Part III: The Blazing of the Trail
Chapter XXVI

A lumbering town after the drive is a fearful thing. Men just off the river draw a deep breath, and plunge into the wildest reactionary dissipation. In droves they invade the cities,--wild, picturesque, lawless. As long as the money lasts, they blow it in.

"Hot money!" is the cry. "She's burnt holes in all my pockets already!"

The saloons are full, the gambling houses overflow, all the places of amusement or crime run full blast. A chip rests lightly on everyone's shoulder. Fights are as common as raspberries in August. Often one of these formidable men, his muscles toughened and quickened by the active, strenuous river work, will set out to "take the town apart." For a time he leaves rack and ruin, black eyes and broken teeth behind him, until he meets a more redoubtable "knocker" and is pounded and kicked into unconsciousness. Organized gangs go from house to house forcing the peaceful inmates to drink from their bottles. Others take possession of certain sections of the street and resist "a l'outrance" the attempts of others to pass. Inoffensive citizens are stood on their heads, or shaken upside down until the contents of their pockets rattle on the street. Parenthetically, these contents are invariably returned to their owners. The riverman's object is fun, not robbery.

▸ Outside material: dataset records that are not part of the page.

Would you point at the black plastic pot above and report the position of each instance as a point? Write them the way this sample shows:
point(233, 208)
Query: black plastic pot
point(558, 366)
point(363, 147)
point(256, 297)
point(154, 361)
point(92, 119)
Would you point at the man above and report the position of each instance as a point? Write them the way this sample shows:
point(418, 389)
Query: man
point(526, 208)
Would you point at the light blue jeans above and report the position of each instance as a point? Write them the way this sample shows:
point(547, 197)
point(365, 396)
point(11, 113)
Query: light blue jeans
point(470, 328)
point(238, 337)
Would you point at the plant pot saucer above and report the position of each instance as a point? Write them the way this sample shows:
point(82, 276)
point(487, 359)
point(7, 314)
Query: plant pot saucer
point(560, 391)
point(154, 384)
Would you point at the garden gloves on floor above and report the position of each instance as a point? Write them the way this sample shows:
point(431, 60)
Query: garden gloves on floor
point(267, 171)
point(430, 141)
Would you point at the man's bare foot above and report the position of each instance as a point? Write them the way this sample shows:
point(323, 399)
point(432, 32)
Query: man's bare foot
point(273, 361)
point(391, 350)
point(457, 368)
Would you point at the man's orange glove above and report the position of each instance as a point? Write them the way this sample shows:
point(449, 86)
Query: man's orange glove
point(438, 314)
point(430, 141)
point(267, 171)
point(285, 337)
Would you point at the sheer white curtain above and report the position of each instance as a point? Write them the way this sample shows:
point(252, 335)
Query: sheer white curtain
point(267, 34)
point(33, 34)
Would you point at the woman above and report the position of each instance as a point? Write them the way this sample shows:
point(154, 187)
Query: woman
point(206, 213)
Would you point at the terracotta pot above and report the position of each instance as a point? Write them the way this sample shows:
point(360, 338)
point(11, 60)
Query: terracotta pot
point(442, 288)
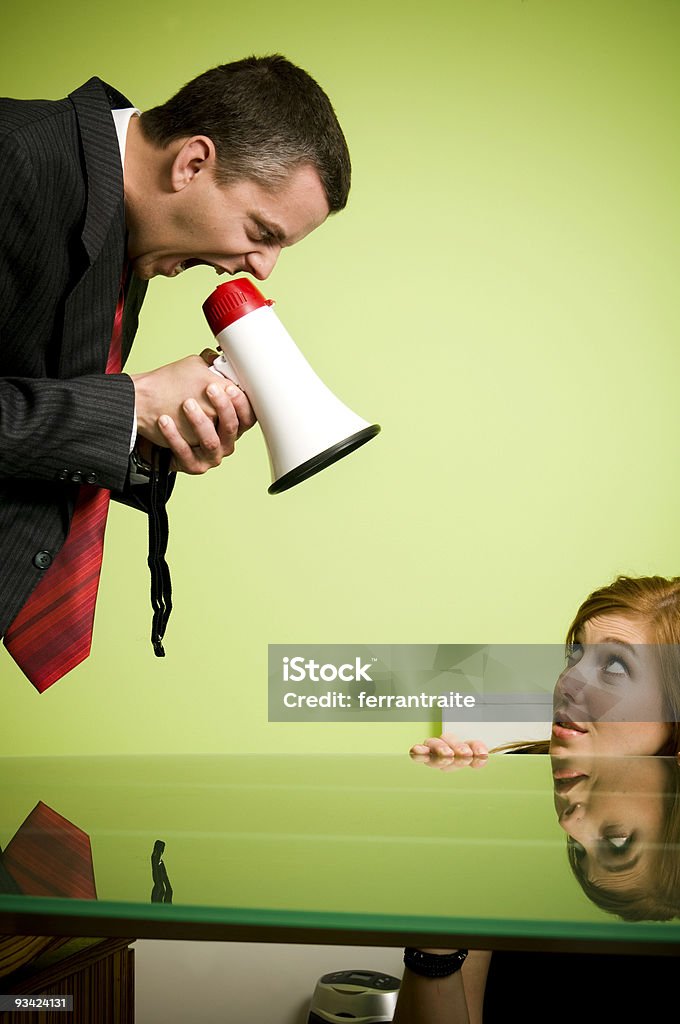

And if rip-roaring, swashbuckling, drunken glory is what he is after, he gets it. The only trouble is, that a whole winter's hard work goes in two or three weeks. The only redeeming feature is, that he is never, in or out of his cups, afraid of anything that walks the earth.

A man comes out of the woods or off the drive with two or three hundred dollars, which he is only too anxious to throw away by the double handful. It follows naturally that a crew of sharpers are on hand to find out who gets it. They are a hard lot. Bold, unprincipled men, they too are afraid of nothing; not even a drunken lumber-jack, which is one of the dangerous wild animals of the American fauna. Their business is to relieve the man of his money as soon as possible. They are experts at their business.

The towns of Bay City and Saginaw alone in 1878 supported over fourteen hundred tough characters. Block after block was devoted entirely to saloons. In a radius of three hundred feet from the famous old Catacombs could be numbered forty saloons, where drinks were sold by from three to ten "pretty waiter girls." When the boys struck town, the proprietors and waitresses stood in their doorways to welcome them.

"Why, Jack!" one would cry, "when did you drift in? Tickled to death to see you! Come in an' have a drink. That your chum? Come in, old man, and have a drink. Never mind the pay; that's all right."

And after the first drink, Jack, of course, had to treat, and then the chum.

Or if Jack resisted temptation and walked resolutely on, one of the girls would remark audibly to another.

"He ain't no lumber-jack! You can see that easy 'nuff! He's jest off th' hay-trail!"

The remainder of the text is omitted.